British battleships and carriers kept the vital lifeline through the Mediterranean
and the Suez Canal open through the darkest days of the war, and together with
the Americans and Canadians, they defeated the perilous German submarine menace
in the North Atlantic. Significant surface actions of the Royal Navy included
the sinking of the German battleship Bismarck in May 1941 by an armada of
British battleships, cruisers, carriers, and warplanes and the December 1943
destruction of the pocket battleship Scharnhorst by the modern battleship Duke
of York.
Helicopters had no real impact in World War II. The German
army used a small number of them for reconnaissance, supply, transport, and
casualty evacuations, and the navy used them for shipboard reconnaissance and
antisubmarine patrol. By the end of the war, more than 100 Sikorsky R-4
helicopters had been delivered to the U. S. Army Air Forces, Navy, and Coast
Guard and to Britain's Royal Air Force and its Fleet Air Arm. These helicopters
were used in experiments, primarily antisubmarine warfare, and for
search-and-rescue operations. In April 1944, one of the four U. S. Army Air
Forces R-4s sent to India for experimentation was used to rescue four men from
an airplane crash site in Burma behind Japanese lines.

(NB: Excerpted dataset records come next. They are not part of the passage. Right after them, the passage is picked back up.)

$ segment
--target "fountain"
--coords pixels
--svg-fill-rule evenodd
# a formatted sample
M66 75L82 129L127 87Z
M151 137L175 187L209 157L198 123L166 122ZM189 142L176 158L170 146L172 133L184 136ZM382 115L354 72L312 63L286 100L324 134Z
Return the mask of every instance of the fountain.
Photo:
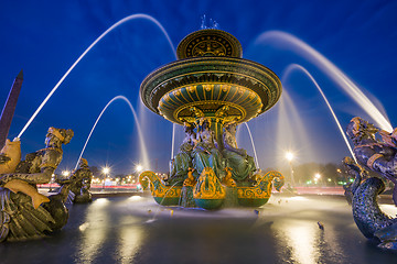
M393 183L393 201L397 206L397 129L389 133L356 117L348 123L346 133L353 141L357 161L348 157L343 161L356 174L354 183L346 188L354 221L366 238L380 242L379 248L397 250L397 218L384 213L377 201L385 183ZM377 177L369 177L367 170Z
M163 205L217 209L258 207L267 202L272 184L283 176L262 174L236 143L236 127L266 112L281 96L281 82L269 68L242 58L237 38L216 29L191 33L170 63L142 81L143 103L167 120L183 124L185 139L171 160L170 176L140 175L142 186ZM172 191L168 191L170 186ZM167 194L167 196L165 196ZM194 202L191 202L194 200Z

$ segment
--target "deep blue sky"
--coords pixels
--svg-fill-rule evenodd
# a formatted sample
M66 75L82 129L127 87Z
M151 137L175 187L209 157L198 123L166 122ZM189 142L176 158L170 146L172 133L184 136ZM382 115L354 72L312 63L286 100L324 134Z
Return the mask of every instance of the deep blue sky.
M282 46L256 44L257 37L267 31L292 34L333 62L371 98L377 98L391 124L396 124L397 1L3 0L0 2L1 107L14 77L21 68L24 70L9 138L19 134L41 101L96 37L135 13L157 19L175 46L186 34L200 29L205 14L240 41L245 58L266 65L280 77L290 63L307 67L322 86L343 127L354 116L366 117L305 59ZM135 20L119 26L87 54L45 105L21 139L23 153L44 146L49 127L71 128L75 138L64 147L60 168L74 167L96 118L111 98L122 95L141 117L152 168L157 163L167 170L172 125L142 110L139 86L151 70L173 59L171 47L153 23ZM299 138L286 139L291 147L299 148L297 162L337 162L347 155L341 134L308 78L292 75L283 86L299 109L310 139L310 146L299 146ZM277 108L249 124L262 167L275 166L272 158L278 146L270 142L278 133L273 130L277 122L271 118L276 111ZM240 129L239 133L240 145L253 155L250 144L244 140L246 131ZM114 173L127 173L139 163L138 141L128 106L116 101L99 121L84 156L89 165L108 163ZM311 160L312 156L315 158Z

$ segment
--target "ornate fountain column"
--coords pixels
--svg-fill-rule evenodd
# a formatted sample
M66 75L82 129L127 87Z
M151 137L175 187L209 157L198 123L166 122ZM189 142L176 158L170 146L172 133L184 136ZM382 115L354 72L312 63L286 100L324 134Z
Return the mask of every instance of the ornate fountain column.
M200 179L214 178L214 189L222 193L218 185L225 177L223 169L232 167L232 180L236 180L233 188L249 188L256 169L254 160L236 144L224 145L225 128L248 122L273 107L282 90L279 78L264 65L242 58L240 43L221 30L191 33L179 44L176 55L176 62L151 73L140 88L141 99L151 111L193 128L186 134L191 146L184 142L187 147L172 161L183 168L178 169L172 183L182 186L187 167L193 166L196 186L201 186ZM244 163L251 165L242 168ZM204 170L206 178L200 175Z

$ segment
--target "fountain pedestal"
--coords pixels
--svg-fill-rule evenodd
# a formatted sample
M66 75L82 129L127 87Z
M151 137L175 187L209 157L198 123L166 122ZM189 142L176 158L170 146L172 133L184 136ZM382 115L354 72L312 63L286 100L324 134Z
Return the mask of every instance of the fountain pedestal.
M193 32L181 41L176 53L179 61L151 73L140 88L141 99L151 111L183 124L186 132L172 160L169 185L173 187L164 186L170 194L159 202L162 187L155 186L159 182L154 180L150 185L154 199L164 205L179 189L180 194L183 191L184 206L191 205L190 189L182 185L193 177L197 182L193 188L197 207L219 208L226 196L233 196L227 197L229 201L240 197L244 206L264 205L270 193L254 180L258 168L254 158L237 147L235 133L238 124L276 105L282 89L279 78L269 68L242 58L237 38L221 30ZM150 177L143 173L141 178ZM227 194L226 178L235 184L225 184L232 188ZM260 195L253 196L249 188ZM264 193L269 195L265 197ZM245 202L247 197L250 201Z

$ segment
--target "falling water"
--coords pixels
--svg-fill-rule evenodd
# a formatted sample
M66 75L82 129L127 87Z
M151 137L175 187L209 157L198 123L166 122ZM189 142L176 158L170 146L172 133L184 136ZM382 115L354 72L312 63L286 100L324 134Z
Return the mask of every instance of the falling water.
M144 20L149 20L151 22L153 22L157 26L160 28L161 32L165 35L172 51L173 54L175 54L176 57L176 52L175 52L175 47L173 46L170 36L168 35L167 31L164 30L164 28L160 24L159 21L157 21L154 18L148 15L148 14L131 14L128 15L121 20L119 20L118 22L116 22L115 24L112 24L109 29L107 29L98 38L96 38L88 47L87 50L84 51L84 53L77 58L77 61L71 66L71 68L65 73L64 76L62 76L62 78L60 79L60 81L55 85L55 87L51 90L51 92L47 95L47 97L43 100L43 102L40 105L40 107L37 108L37 110L33 113L33 116L30 118L30 120L28 121L28 123L23 127L23 129L21 130L21 132L19 133L18 138L21 138L22 134L24 133L24 131L28 129L28 127L31 124L31 122L34 120L34 118L39 114L39 112L41 111L41 109L44 107L44 105L49 101L49 99L52 97L52 95L56 91L56 89L60 87L60 85L64 81L64 79L68 76L68 74L74 69L74 67L79 63L79 61L82 61L82 58L103 38L105 37L109 32L111 32L114 29L116 29L117 26L126 23L127 21L130 20L135 20L135 19L144 19Z
M258 156L257 156L257 154L256 154L255 144L254 144L254 140L253 140L253 134L250 133L250 129L249 129L247 122L245 122L245 125L246 125L246 128L247 128L247 131L248 131L248 134L249 134L249 139L250 139L251 144L253 144L255 163L256 163L257 168L259 168Z
M347 95L355 100L367 113L369 117L376 121L383 130L391 132L393 127L385 118L386 114L380 113L380 111L374 106L374 103L358 89L353 81L345 76L341 69L339 69L328 58L321 55L313 47L302 42L298 37L281 32L281 31L268 31L260 34L256 43L265 42L277 42L278 46L287 45L292 51L296 51L298 54L302 55L308 61L312 62L315 66L322 69L328 76L330 76L342 89L347 92Z
M343 129L342 129L342 127L341 127L341 123L340 123L340 121L339 121L337 118L336 118L335 112L333 111L333 109L332 109L329 100L326 99L324 92L322 91L322 89L320 88L319 84L315 81L315 79L313 78L313 76L312 76L305 68L303 68L301 65L291 64L291 65L289 65L289 66L287 67L287 69L285 70L285 73L283 73L283 75L282 75L282 79L286 79L286 78L291 74L292 70L298 70L298 69L299 69L299 70L302 70L302 72L311 79L311 81L313 81L313 84L315 85L315 87L316 87L318 90L320 91L320 94L321 94L322 98L324 99L328 108L330 109L330 112L331 112L333 119L334 119L335 122L336 122L336 125L337 125L337 128L339 128L339 130L340 130L340 132L341 132L341 134L342 134L343 140L344 140L345 143L346 143L346 146L347 146L350 153L352 154L352 157L354 158L355 162L357 162L356 158L355 158L355 156L354 156L353 150L352 150L351 145L348 144L348 140L347 140L347 138L346 138L346 135L345 135L345 133L344 133L344 131L343 131Z
M93 134L93 132L94 132L97 123L99 122L101 116L104 114L104 112L106 111L106 109L107 109L114 101L116 101L116 100L118 100L118 99L121 99L121 100L124 100L125 102L127 102L128 106L129 106L129 108L131 109L131 112L132 112L132 114L133 114L133 119L135 119L135 122L136 122L137 129L138 129L139 143L140 143L140 148L141 148L141 152L142 152L143 166L144 166L146 169L149 169L148 151L147 151L146 145L144 145L143 133L142 133L141 128L140 128L140 124L139 124L139 122L138 122L137 113L136 113L136 111L133 110L133 107L132 107L131 102L130 102L126 97L124 97L124 96L117 96L117 97L115 97L114 99L111 99L111 100L106 105L106 107L104 108L104 110L101 110L100 114L98 116L97 120L95 121L95 123L94 123L94 125L93 125L93 129L90 130L90 132L89 132L89 134L88 134L88 136L87 136L87 140L86 140L86 142L85 142L85 144L84 144L84 146L83 146L83 150L82 150L82 153L81 153L81 155L79 155L79 157L78 157L78 160L77 160L75 169L76 169L77 166L78 166L78 162L79 162L79 160L82 158L82 156L83 156L83 154L84 154L84 151L85 151L85 148L86 148L86 146L87 146L87 144L88 144L88 141L89 141L89 139L90 139L90 136L92 136L92 134Z

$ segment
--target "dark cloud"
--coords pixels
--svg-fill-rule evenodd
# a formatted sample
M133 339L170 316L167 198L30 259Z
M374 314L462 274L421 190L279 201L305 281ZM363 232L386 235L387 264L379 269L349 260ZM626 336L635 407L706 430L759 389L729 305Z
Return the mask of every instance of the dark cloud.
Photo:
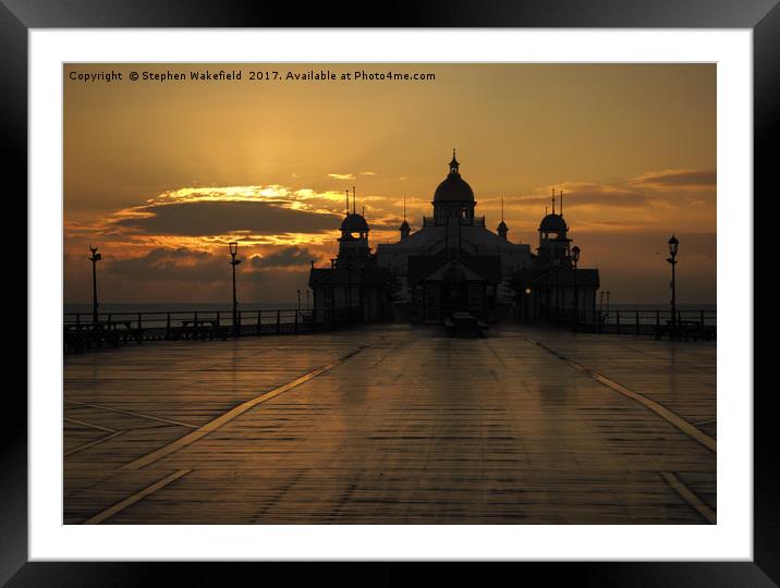
M256 235L316 233L339 226L336 215L293 210L265 201L194 201L135 209L149 217L129 217L114 224L155 235L206 236L248 231Z
M576 208L585 205L608 205L616 208L643 208L649 204L651 198L644 194L630 191L614 191L598 185L588 186L583 189L572 189L563 194L563 206ZM551 205L550 196L525 197L520 200L521 206L545 206ZM556 203L560 206L560 198L556 195Z
M633 183L649 186L702 186L715 187L718 174L714 171L682 170L647 173Z
M263 270L301 268L317 256L304 247L279 247L260 257L253 256L239 266L239 271L252 280L265 280ZM113 259L107 264L112 275L139 281L172 281L187 283L216 283L228 280L231 274L230 258L205 252L180 247L156 248L142 257Z
M317 259L317 256L304 247L278 247L263 257L252 257L251 265L253 268L289 268L308 265L312 259Z
M157 248L142 257L113 259L107 264L106 270L139 281L211 283L223 281L230 275L230 262L204 252Z

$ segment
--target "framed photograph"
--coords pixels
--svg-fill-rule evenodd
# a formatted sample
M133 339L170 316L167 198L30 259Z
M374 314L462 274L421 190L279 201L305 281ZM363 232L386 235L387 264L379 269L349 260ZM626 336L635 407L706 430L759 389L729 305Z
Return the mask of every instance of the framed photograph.
M3 581L775 585L775 3L110 4L2 8L31 342Z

On 1 April 1924, the Fleet Air Arm of the Royal Air Force
was formed, encompassing those RAF units that normally embarked on aircraft
carriers and fighting ships. 1924 was a significant year for British naval
aviation as only weeks before the founding of the Fleet Air Arm, the Royal Navy
had commissioned HMS Hermes, the world's first ship to be designed and built as
an aircraft carrier. Over the following months RAF Fleet Air Arm Fairey IIID
reconnaissance biplanes operated off Hermes, conducting flying trials.
On 24 May 1939 the Fleet Air Arm was returned to Admiralty
control under the "Inskip Award" (named after the Minister for
Co-ordination of Defence who was overseeing Britain's re-armament programme)

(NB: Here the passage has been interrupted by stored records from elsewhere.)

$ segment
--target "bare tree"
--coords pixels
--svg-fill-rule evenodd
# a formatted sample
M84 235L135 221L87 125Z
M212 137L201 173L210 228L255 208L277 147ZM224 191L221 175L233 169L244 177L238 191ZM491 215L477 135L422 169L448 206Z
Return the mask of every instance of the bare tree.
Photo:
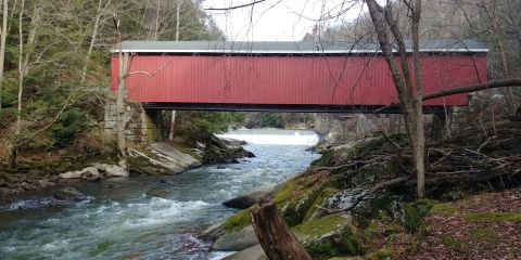
M398 92L402 112L405 118L405 127L409 136L409 144L412 151L414 164L418 181L418 197L425 196L425 165L424 165L424 147L425 135L423 130L423 113L422 113L422 88L421 88L421 67L419 58L419 24L421 14L421 0L406 2L411 13L411 42L414 73L409 68L409 58L407 48L397 20L394 16L391 1L382 6L376 0L366 0L369 8L372 24L377 30L378 40L383 56L389 65L393 76L394 86ZM396 62L393 52L392 39L398 46L399 65ZM411 74L416 80L412 80Z
M118 48L118 76L116 91L116 138L117 151L119 155L119 166L127 168L127 145L125 136L125 78L127 77L128 53L123 53L122 31L119 29L119 20L114 13L114 26L116 29L116 39Z
M20 42L18 42L18 105L17 105L17 114L16 114L16 126L14 129L14 134L18 136L22 132L22 96L24 93L24 76L26 68L24 66L24 27L23 27L23 18L24 18L24 9L25 9L25 0L22 0L21 8L20 8L20 15L18 15L18 34L20 34ZM10 165L11 167L16 166L16 156L18 153L18 146L12 144L11 147L11 159Z
M92 25L92 35L90 37L89 50L87 51L87 55L85 56L84 68L81 69L81 84L85 83L85 79L87 77L87 68L89 66L90 57L92 56L92 51L98 39L98 30L100 28L101 16L103 15L103 12L110 3L111 0L107 0L105 3L104 0L99 0L98 2L94 24Z
M3 63L5 62L5 39L8 38L9 0L3 0L2 3L2 35L0 36L0 109L2 109Z
M181 18L181 4L182 0L177 0L177 6L176 6L176 41L179 41L179 30L180 30L180 18ZM173 141L174 140L174 130L176 127L176 110L171 110L170 115L170 130L168 131L168 140Z

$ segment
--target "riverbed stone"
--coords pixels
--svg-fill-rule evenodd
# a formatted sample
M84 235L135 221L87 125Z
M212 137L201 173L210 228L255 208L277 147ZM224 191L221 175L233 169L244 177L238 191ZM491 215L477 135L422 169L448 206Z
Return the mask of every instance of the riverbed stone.
M204 150L204 164L239 164L238 158L255 157L252 152L245 151L241 145L231 141L223 141L212 135Z
M65 173L59 174L62 179L94 179L100 177L100 172L96 167L87 167L78 171L67 171Z
M120 166L105 164L102 165L102 167L104 168L104 174L110 178L126 178L130 176L128 171Z
M62 187L54 192L53 196L61 200L84 200L86 196L74 187Z
M145 150L129 148L128 152L130 171L140 174L177 174L201 166L199 159L168 143L154 143Z
M240 231L226 233L212 244L213 250L240 251L258 244L257 236L252 225Z
M224 260L267 260L268 257L264 252L264 249L260 245L255 245L253 247L246 248L242 251L236 252L229 257L224 258Z
M266 185L249 194L226 200L225 203L223 203L223 205L229 208L246 209L258 203L260 198L266 196L272 196L280 190L281 186L281 184Z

and renamed the Air Branch of the Royal Navy. At the onset of the Second World
War, the Fleet Air Arm consisted of 20 squadrons with only 232 aircraft. By the
end of the war the worldwide strength of the Fleet Air Arm was 59 aircraft
carriers, 3,700 aircraft, 72,000 officers and men, and 56 Naval air stations.

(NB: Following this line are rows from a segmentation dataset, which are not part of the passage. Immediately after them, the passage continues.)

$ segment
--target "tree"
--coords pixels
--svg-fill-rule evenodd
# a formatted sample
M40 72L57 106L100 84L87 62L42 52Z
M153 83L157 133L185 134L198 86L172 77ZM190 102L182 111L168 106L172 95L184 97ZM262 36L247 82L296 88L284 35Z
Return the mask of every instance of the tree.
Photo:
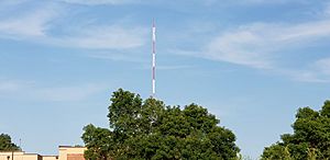
M86 159L237 159L234 134L197 104L166 106L119 89L109 106L110 128L84 128ZM105 156L107 155L107 156Z
M0 135L0 151L14 151L20 150L15 144L11 141L11 137L7 134Z
M299 108L292 126L294 134L284 134L280 142L266 147L262 159L283 159L284 149L292 159L330 158L330 101L326 101L320 111Z

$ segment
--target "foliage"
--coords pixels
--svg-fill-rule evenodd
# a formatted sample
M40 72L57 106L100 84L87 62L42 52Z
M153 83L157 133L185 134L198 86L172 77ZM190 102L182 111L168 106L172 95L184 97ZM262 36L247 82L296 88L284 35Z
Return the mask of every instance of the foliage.
M84 128L86 159L237 159L234 134L202 106L166 106L122 89L110 100L110 128Z
M7 134L0 135L0 151L20 150L20 147L11 141L11 137Z
M330 101L317 112L301 107L292 125L294 134L282 135L282 142L266 147L262 159L307 159L330 158Z

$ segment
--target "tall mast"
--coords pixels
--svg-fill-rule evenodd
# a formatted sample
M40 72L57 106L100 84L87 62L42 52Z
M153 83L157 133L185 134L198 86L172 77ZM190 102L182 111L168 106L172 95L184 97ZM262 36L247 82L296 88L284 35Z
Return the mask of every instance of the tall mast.
M152 65L152 96L154 98L156 94L156 26L155 21L153 20L153 26L152 26L152 55L153 55L153 65Z

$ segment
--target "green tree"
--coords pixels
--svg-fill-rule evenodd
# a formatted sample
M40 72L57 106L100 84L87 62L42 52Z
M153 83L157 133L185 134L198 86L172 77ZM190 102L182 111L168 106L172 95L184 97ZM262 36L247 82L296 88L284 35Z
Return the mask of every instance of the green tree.
M266 147L263 159L284 159L284 148L292 159L330 158L330 101L326 101L320 111L299 108L292 126L294 134L284 134L280 136L282 142Z
M237 159L234 134L197 104L166 106L162 101L119 89L111 96L110 128L88 125L86 159ZM106 155L106 156L105 156Z
M20 150L15 144L11 141L11 137L7 134L0 135L0 151L13 151Z

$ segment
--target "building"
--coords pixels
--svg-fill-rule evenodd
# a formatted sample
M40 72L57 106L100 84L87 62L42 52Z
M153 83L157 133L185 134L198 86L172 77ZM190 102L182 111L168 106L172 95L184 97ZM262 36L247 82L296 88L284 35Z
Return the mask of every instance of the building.
M86 147L59 146L58 156L41 156L25 151L0 151L0 160L85 160Z

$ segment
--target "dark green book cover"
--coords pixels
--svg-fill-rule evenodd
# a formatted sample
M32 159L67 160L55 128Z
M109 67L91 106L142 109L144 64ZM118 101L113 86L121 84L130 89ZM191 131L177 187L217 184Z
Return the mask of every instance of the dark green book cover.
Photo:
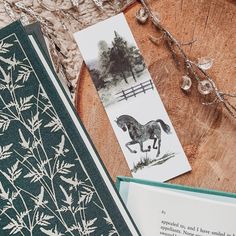
M0 30L0 235L139 235L19 22Z

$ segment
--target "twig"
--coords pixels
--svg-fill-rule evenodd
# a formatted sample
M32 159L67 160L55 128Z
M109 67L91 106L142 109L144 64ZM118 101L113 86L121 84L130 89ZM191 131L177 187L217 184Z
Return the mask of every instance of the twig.
M222 103L225 109L229 112L229 114L236 119L236 106L230 103L225 97L236 98L236 94L229 94L220 91L217 87L215 81L211 78L211 76L203 70L197 63L191 61L188 55L182 49L183 45L189 45L194 43L196 40L188 42L186 44L180 43L165 27L160 23L158 17L152 12L147 0L139 0L139 2L143 5L147 14L151 18L152 23L156 26L156 28L161 32L162 37L166 41L167 48L170 50L176 65L180 65L179 57L183 60L183 64L185 66L185 70L187 75L191 76L192 79L195 79L197 82L201 80L207 80L212 85L215 99L210 103L203 103L204 105L213 105L217 103ZM153 38L152 38L153 39ZM151 40L153 41L153 40Z

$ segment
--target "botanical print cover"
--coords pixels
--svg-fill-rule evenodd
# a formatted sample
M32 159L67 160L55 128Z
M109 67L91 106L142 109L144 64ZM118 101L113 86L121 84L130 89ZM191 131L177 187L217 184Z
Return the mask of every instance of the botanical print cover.
M166 181L191 170L124 15L74 37L133 176Z
M22 25L1 29L0 235L139 235L62 91Z

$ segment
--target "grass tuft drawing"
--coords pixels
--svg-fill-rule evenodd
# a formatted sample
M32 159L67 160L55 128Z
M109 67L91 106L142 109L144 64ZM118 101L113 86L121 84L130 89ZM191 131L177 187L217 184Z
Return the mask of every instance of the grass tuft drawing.
M136 173L138 170L142 170L145 167L162 165L173 157L175 157L175 153L166 153L161 158L155 158L155 159L152 159L146 155L146 157L141 158L140 161L134 165L131 172Z

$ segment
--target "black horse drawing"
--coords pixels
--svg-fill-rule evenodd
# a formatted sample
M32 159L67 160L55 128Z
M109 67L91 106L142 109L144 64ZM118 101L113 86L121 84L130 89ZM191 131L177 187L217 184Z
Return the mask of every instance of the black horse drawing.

During the war, the FAA operated fighters, torpedo bombers
and reconnaissance aircraft. Following the Dunkirk evacuation and the
commencement of the Battle of Britain, the Royal Air Force soon found itself
critically short of fighter pilots. In the summer of 1940, the RAF had little more
than 800 fighter pilots and as the Battle progressed the RAF shortage worsened.
There were simply not enough pilots, not enough ground crew, never enough sleep
and too many enemy aircraft. With this desperate situation the RAF was forced
to call upon the Admiralty for Fleet Air Arm assistance. As the Battle
progressed, many of the unsung heroes of RAF Fighter Command were the Fleet Air
Arm crews who served under Fighter Command, either loaned directly to RAF
fighter squadrons or as with 804 and 808 naval units, entire squadrons were
loaned to RAF Fighter Command, such as No 804 Squadron, which provided dockyard
defence during the Battle of Britain with Sea Gladiators.
In the waters around the British Isles and out into the
Atlantic Ocean, operations against enemy shipping and submarines in support of
the RN were mounted by RAF Coastal Command with large patrol bombers and flying
boats and land-based fighter-bombers. The aircraft carrier had replaced the
battleship as the Fleet's capital ship and its aircraft were now strike weapons
in their own right. The top scoring fighter ace with 17 victories was Commander
Stanley Orr, the Royal Marine ace was Ronald Cuthbert Hay with 13 victories.